Feeling vaguely virtuous having devoted an hour of my life to weed extirpation,1 I shall now wait to see if I turn out to be as allergic to some of the botanical exudations as Christa was. When I removed the gloves, I had blood on my hands, and I don't mean from all my weedy victims. I had no idea thorns were such nasty little pricks! I shall also grab a bite to eat (it's already 13:28) then (now that I've just paid a humongous credit card bill and still socked a couple of unused halfpennies into a dusty savings account closely-coupled to my current one) I shall go for a mid-afternoon spin in the newly refilled banger. The Shell place was selling go-juice at what now almost seems to be the low price of £1-09 per litre.

Oh dear!

It's 16:52 and I'm listening to a delightfully jazzed-up Jacques Loussier version of Ravel's "Bolero" from a recent Prom, I've returned — successfully and successful — from town (Big Bro now has four issues of his aviation magazine to catch up with), but I've just groaned at a sentence in Peter Bradshaw's review of Hellboy II:

At his obviously mature age, Hellboy is incidentally entitled to upgrade his name to adult level, but has decided against it, perhaps because of unfortunate associations with mayonnaise.
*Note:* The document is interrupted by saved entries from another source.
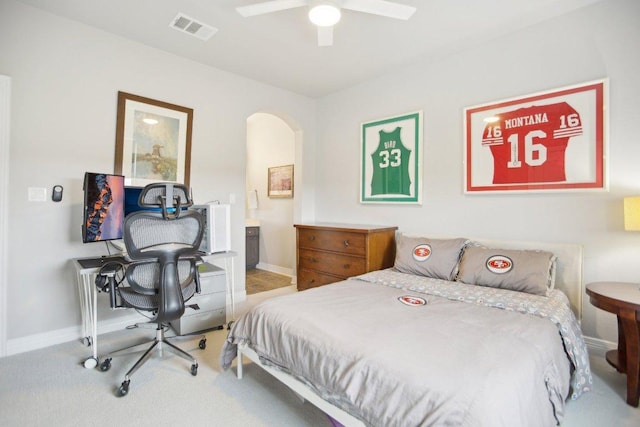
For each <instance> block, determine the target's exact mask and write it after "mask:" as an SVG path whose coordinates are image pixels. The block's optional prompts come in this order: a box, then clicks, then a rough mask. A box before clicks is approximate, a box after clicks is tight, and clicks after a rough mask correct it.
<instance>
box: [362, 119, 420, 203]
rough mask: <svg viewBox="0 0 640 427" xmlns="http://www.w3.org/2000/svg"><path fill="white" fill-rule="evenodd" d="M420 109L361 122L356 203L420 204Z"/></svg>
mask: <svg viewBox="0 0 640 427" xmlns="http://www.w3.org/2000/svg"><path fill="white" fill-rule="evenodd" d="M421 195H422V111H417V112H412V113H407V114H402V115H399V116H395V117H389V118H386V119H380V120H375V121H372V122H367V123H363V124H362V129H361V157H360V203H404V204H420V203H422V197H421Z"/></svg>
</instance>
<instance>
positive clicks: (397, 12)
mask: <svg viewBox="0 0 640 427" xmlns="http://www.w3.org/2000/svg"><path fill="white" fill-rule="evenodd" d="M341 6H342V8H343V9H349V10H355V11H357V12H365V13H371V14H374V15H380V16H385V17H387V18H395V19H404V20H407V19H409V18H411V16H412V15H413V14H414V13H415V11H416V8H415V7H413V6H407V5H406V4H400V3H393V2H390V1H386V0H345V1H344V2H343V3H341Z"/></svg>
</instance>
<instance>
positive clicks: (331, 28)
mask: <svg viewBox="0 0 640 427" xmlns="http://www.w3.org/2000/svg"><path fill="white" fill-rule="evenodd" d="M318 46H320V47H325V46H333V27H318Z"/></svg>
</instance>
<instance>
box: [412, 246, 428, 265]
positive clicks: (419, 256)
mask: <svg viewBox="0 0 640 427" xmlns="http://www.w3.org/2000/svg"><path fill="white" fill-rule="evenodd" d="M430 256H431V246H429V245H427V244H422V245H418V246H416V247H415V248H413V259H415V260H416V261H418V262H422V261H426V260H428V259H429V257H430Z"/></svg>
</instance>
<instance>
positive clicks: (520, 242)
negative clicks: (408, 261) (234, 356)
mask: <svg viewBox="0 0 640 427" xmlns="http://www.w3.org/2000/svg"><path fill="white" fill-rule="evenodd" d="M430 236H431V235H430ZM433 237H434V238H450V236H446V237H442V236H433ZM470 240H472V241H474V242H478V243H480V244H482V245H484V246H487V247H493V248H501V249H540V250H545V251H549V252H552V253H553V254H555V255H556V257H557V264H556V282H555V287H556V288H557V289H559V290H561V291H563V292H564V293H565V294H566V295H567V297H568V298H569V301H570V303H571V308H572V310H573V312H574V314H575V315H576V318H577V319H578V321H579V322H580V321H581V319H582V293H583V285H582V246H580V245H577V244H569V243H542V242H517V241H501V240H489V239H480V238H470ZM243 356H246V357H247V358H248V359H249V360H251V361H252V362H253V363H255V364H256V365H258V366H259V367H261V368H262V369H264V370H265V371H267V372H268V373H270V374H271V375H273V376H274V377H275V378H276V379H278V380H279V381H280V382H282V383H283V384H285V385H286V386H288V387H289V388H290V389H291V390H293V391H294V392H295V393H297V394H298V395H299V396H300V398H301V399H302V400H303V401H304V400H307V401H309V402H310V403H312V404H313V405H315V406H316V407H317V408H318V409H320V410H321V411H323V412H324V413H325V414H327V415H328V416H329V417H330V418H331V419H332V422H334V425H337V424H335V421H337V422H338V423H340V424H342V425H343V426H345V427H365V424H364V423H363V422H362V421H360V420H359V419H357V418H355V417H354V416H353V415H351V414H349V413H347V412H345V411H344V410H342V409H340V408H338V407H337V406H335V405H333V404H331V403H329V402H327V401H326V400H324V399H322V398H321V397H320V396H318V395H317V394H316V393H315V392H314V391H313V390H312V389H311V388H309V386H307V385H306V384H304V383H303V382H301V381H299V380H298V379H296V378H294V377H293V376H291V375H289V374H287V373H285V372H283V371H281V370H278V369H276V368H273V367H271V366H269V365H265V364H263V363H262V362H261V361H260V358H259V357H258V354H257V353H256V352H255V351H253V350H252V349H250V348H249V347H248V346H247V345H246V344H243V345H238V358H237V376H238V379H242V368H243V367H242V364H243V360H242V357H243Z"/></svg>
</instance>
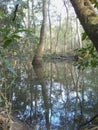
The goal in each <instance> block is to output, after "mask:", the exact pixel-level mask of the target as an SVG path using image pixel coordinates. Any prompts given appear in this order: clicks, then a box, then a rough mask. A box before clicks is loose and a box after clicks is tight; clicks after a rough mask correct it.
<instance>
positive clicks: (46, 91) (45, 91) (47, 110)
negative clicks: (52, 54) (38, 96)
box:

Peter Bradshaw in The Guardian


Vanity Fair... dept.

I knew perfectly well that Thackeray's Vanity Fair was Christa's favourite book by a considerable margin (though I confess I have not read it). She'd studied it in depth as part of one of her degree courses, which (miraculously) did not put her off it for life. And somewhere on her shelves is a well-thumbed Penguin paperback with copious pencilled notes and underlinings.2 Anyway, I did buy her two video variants, the Susan Hampshire 1967 TV series, and the 2005 Reese Witherspoon film version:

Vanity Fair

Tonight, I listened keenly while Kathy Lette raved on for 30 minutes about how the book had changed her life. And I'm forced to the reluctant conclusion that I've been missing out on a Good Thing (just as Christa told me I was, of course). But then, although we both enjoyed the Simon Raven BBC TV adaptation of The Pallisers3 I never succeeded in getting her to tackle the six original Trollope novels that I'd only recently finished reading when we first met, so we were sort of even I guess. (And I wonder if I'd still have the patience and stamina to do so now, 34 years on.)

  

Footnotes

1  I like to hope Christa would no longer be shocked by the state of the front "garden" but I've got no more room left in the green garden waste bag. Since I'm paying for these to be emptied weekly, I may as well use the service. (If I didn't know better, I'd swear some of the perishers have already started growing back since this morning!)
2  Personally, I regard it as a mortal sin to write in a book — as opposed to writing books! — but there we agreed to differ.
3  As reported by his biographer Michael Barber in 1996, Raven wrote wickedly in March 1973: Trollope goes into production (d.v.) on May 1, and is now scheduled for transmission from January '74... a delay of nearly 18 months on the original schedule, caused by breath-taking incompetence of BBC arrangements for casting and shooting... I have 'flu, spots, diarrhoea, impotence, piles and tooth-ache. I couldn't drink my whisky last night and have not seen my cock for a month. Nor do I want to.